大学院にいたとき、可微分多様体にはde Rhamの定理というすごい定理がある、と聞きました(きちんと学んでいない)。後述しますが、私の専門だったdiffeologyにもつながる定理なので、今回の勉強のゴールに設定しました。本ページでは

  • de Rhamの定理の「気持ち」
  • なぜゴールとしたのか
  • どのように勉強していくのか

などを記載しています。

de Rhamの定理って?

勉強するにあたってde Rhamの定理の「気持ち」を述べます。かなりふわっとしたand間違っている可能性のある説明となっています。

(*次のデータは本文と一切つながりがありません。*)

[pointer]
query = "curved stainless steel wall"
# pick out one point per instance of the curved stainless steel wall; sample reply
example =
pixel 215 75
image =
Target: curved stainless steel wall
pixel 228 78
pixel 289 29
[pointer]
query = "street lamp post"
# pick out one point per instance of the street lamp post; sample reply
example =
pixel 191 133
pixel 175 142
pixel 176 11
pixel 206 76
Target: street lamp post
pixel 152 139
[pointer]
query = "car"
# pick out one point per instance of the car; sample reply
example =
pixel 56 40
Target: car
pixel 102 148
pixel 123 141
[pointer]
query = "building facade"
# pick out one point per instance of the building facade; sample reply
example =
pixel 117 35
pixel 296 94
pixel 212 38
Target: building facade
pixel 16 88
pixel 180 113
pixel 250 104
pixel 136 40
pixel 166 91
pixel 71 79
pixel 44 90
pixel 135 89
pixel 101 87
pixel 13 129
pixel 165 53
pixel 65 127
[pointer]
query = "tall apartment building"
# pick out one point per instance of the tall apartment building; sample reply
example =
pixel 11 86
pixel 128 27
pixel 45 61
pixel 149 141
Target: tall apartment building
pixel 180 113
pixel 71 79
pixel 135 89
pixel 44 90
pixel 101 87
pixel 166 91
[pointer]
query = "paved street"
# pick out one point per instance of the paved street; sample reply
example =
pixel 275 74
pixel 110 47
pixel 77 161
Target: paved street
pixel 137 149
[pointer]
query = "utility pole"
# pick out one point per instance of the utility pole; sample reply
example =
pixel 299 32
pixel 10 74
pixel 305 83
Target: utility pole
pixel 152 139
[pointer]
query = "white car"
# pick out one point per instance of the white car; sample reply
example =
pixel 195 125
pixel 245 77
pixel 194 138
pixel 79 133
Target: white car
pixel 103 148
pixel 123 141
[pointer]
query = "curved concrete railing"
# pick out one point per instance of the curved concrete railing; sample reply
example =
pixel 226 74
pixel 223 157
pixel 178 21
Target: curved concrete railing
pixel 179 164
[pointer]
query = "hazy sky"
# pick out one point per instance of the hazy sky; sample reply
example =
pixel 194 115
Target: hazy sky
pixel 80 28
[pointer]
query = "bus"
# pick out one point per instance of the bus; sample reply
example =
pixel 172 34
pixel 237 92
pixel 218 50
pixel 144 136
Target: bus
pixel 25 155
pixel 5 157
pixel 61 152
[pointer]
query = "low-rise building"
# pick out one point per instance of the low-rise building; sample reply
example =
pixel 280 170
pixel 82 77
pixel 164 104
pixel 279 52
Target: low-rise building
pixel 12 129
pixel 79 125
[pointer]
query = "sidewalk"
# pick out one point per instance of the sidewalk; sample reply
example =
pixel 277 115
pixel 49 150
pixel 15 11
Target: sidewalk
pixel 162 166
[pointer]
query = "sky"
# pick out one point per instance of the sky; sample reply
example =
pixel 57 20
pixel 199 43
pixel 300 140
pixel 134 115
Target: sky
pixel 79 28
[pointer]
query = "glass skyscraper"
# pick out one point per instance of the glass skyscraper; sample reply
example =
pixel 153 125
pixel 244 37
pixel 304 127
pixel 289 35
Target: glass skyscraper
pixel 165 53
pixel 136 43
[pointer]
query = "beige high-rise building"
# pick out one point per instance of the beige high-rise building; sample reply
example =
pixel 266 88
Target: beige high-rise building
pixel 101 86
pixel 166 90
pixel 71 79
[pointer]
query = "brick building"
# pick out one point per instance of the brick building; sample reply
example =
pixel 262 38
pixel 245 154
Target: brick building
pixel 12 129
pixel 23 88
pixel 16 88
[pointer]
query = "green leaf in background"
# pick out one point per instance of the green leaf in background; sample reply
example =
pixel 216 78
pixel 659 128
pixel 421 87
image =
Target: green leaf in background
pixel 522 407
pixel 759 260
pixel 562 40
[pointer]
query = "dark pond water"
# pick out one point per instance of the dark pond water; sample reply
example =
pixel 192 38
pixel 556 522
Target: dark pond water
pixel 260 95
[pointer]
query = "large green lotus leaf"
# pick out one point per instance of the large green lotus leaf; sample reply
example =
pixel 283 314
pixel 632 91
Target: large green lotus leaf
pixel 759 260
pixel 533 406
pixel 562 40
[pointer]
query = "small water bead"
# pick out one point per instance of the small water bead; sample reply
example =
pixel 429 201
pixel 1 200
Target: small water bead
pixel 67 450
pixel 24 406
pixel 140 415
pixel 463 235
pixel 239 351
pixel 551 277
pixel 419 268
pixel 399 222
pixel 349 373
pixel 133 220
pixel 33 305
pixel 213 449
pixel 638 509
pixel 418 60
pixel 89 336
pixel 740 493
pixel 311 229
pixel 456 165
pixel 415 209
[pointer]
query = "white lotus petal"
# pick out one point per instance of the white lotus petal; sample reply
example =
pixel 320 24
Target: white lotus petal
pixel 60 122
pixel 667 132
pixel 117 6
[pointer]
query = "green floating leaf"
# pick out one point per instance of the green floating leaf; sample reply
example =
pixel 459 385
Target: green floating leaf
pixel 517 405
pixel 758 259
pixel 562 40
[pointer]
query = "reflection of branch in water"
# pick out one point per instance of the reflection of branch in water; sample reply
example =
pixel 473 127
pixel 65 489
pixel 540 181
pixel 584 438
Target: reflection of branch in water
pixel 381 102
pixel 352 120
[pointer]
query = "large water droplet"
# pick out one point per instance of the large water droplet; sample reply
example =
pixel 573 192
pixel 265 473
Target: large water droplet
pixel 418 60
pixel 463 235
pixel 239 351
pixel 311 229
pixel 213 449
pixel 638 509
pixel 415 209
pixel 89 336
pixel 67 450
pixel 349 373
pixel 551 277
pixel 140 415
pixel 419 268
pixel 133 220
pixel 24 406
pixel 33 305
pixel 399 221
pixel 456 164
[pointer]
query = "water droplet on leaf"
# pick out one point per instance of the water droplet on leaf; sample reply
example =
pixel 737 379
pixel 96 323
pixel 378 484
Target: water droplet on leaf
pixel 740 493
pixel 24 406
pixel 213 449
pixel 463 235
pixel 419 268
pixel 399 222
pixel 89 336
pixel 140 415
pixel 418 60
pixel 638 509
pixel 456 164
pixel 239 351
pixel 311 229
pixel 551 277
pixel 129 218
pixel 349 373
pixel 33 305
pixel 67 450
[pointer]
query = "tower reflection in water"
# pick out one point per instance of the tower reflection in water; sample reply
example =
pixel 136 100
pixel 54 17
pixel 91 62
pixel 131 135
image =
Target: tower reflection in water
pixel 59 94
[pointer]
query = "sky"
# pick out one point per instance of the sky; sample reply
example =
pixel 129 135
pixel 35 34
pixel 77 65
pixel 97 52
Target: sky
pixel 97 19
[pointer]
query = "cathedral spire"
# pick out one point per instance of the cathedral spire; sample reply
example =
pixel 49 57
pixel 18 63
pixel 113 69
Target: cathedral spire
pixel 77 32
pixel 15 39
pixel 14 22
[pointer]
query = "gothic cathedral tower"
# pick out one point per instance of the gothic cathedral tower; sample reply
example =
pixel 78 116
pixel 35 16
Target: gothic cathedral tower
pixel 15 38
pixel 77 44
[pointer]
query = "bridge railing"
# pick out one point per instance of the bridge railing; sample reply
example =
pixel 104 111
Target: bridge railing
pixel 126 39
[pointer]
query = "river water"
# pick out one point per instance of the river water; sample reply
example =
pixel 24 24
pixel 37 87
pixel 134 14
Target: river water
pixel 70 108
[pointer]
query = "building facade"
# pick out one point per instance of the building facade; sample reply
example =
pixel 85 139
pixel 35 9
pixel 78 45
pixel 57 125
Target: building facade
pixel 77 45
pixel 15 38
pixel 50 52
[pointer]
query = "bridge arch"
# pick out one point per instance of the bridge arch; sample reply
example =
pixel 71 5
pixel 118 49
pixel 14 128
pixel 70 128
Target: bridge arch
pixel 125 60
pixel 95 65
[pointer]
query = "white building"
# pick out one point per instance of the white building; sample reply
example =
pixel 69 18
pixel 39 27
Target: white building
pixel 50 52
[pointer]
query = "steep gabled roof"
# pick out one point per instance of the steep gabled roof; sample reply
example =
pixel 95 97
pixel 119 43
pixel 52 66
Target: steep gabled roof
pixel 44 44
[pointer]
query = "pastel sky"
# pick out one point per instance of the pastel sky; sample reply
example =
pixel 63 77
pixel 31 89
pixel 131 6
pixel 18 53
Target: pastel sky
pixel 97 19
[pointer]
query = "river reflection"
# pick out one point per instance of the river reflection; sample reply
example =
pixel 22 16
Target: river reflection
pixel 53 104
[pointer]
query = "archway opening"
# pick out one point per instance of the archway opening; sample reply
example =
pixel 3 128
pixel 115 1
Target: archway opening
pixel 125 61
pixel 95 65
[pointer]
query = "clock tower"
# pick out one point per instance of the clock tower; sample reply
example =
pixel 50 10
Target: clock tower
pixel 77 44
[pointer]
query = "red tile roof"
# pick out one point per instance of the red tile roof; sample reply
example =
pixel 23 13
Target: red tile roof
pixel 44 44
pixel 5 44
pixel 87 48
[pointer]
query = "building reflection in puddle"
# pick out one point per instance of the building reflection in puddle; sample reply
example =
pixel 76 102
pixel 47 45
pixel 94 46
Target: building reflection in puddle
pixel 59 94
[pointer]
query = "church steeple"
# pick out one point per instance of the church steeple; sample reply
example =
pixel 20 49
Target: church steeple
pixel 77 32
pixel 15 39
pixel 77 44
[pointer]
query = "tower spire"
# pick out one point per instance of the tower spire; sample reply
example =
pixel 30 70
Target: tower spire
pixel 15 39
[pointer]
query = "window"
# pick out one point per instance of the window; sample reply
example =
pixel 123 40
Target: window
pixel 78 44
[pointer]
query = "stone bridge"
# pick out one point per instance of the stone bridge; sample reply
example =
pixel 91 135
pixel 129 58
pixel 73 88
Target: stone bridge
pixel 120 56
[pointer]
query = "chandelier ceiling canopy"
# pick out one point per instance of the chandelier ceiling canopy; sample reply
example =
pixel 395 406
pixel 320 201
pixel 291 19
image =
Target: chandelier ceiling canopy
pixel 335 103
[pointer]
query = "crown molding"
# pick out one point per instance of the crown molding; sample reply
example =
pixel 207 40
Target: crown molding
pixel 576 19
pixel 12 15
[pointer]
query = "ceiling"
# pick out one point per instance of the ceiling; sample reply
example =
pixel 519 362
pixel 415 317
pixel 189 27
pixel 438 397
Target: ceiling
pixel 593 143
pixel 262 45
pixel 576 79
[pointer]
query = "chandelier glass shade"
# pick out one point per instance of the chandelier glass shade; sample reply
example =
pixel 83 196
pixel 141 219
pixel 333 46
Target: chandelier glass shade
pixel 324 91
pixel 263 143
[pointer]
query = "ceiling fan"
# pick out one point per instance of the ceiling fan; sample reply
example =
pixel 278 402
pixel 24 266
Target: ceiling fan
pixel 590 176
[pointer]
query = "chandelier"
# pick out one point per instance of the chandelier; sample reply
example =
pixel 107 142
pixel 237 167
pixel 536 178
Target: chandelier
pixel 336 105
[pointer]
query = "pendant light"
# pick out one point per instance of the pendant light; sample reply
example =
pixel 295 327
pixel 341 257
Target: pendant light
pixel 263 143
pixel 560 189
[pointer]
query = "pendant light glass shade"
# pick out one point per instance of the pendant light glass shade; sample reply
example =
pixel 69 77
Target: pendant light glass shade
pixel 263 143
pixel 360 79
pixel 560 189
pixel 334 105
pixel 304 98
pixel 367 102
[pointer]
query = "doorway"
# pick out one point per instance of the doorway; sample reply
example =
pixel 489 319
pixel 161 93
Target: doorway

  1. 位相多様体(位相空間)に対して特異コホモロジーが定まる
  2. 位相多様体としては同型だが、可微分多様体としては非同型なものが存在する
    • 1つの位相多様体に異なる複数の微分構造を与えうる、ということ
      • 例:ミルナーのエキゾチック球面(いつかこれも理解したい)
  3. 微分構造を元にしてde Rhamコホモロジーが定義される
  4. de Rhamの定理は「de Rhamコホモロジーは特異コホモロジーと同型になる」という主張
    • de Rhamコホモロジーは微分構造に基づいて定義されたのにもかかわらず、実は微分構造に依存しないで決まる、ということ
      • あら不思議!

Diffeologyとde Rhamの定理

私の専門だったdiffeologyは多様体を一般化した概念です。de Rhamの定理から多様体の枠組みでは「de Rhamコホモロジー=特異コホモロジー」です。しかdiffeologyまで拡張するとde Rhamの定理が成り立たない例が存在します。一般化すると本質的な違いが浮き彫ります(多様体の中では違いが埋もれてしまって見えない、とも言えるでしょうか)。diffeologyという概念を通して見えない本質を垣間見ることができとてもワクワクします。
大学時代はdiffeologyの別の性質を調べていたため、(多様体含めて)de Rhamの定理は学んだことがありませんでした。Diffeologyへ繋げることを念頭に置いて、今回はde Rhamの定理を一旦のゴールとして勉強しようと思います。

前提

知識のスタート地点

微積、線型、群論、位相空間、多様体あたりの基礎は学んでいる状態(ただしだいぶ忘れてしまっているのであやふやな点は適宜復習する)。

教科書

John M. LeeのIntroduction to Smooth Manifolds(Second editon)
を読みます。分かりやすいと評判だったので選びました。また、pdfがネット上にあるのも選定理由の1つです。
https://julianchaidez.net/materials/reu/lee_smooth_manifolds.pdf

これからの投稿内容

基本的に勉強したことのメモを書きます。細かい証明というよりは

  • 証明の流れ
  • キーとなるアイデア
  • すごいと感じたこと

などいい意味で「雰囲気」が伝わるように書きたいと思います(本当に細かく理解するのであれば教科書を読むのが最適だと思っています、無料で誰でも読めるし)。とは言っても、書いていくうちに書き方が変わることは大いにあり得ます。

勉強ロードマップ

数学科のよくない(と個人的に思っている)勉強あるあるが「目的を意識せずに教科書を頭から読むこと」だと思います。本筋を把握せず細部の証明であーだこーだー唸っていたのが学生時代の自分でした。社会人になってから「見通しを持って目的から逆算する大切さ」を学んだので、その考えを数学の勉強にも生かしていきたいと思っています。今回は

de Rhamの定理とその証明を理解する

を目的として、必要な項目をgemini君で抽出し勉強ロードマップを作成してもらいました。こちらを軸として勉強を進めていきます(もちろん補足としてその他の内容に触れる可能性は大いにあります)。また、ロードマップ中に間違った記述があるかもしれませんが、気づいたら修正していきます。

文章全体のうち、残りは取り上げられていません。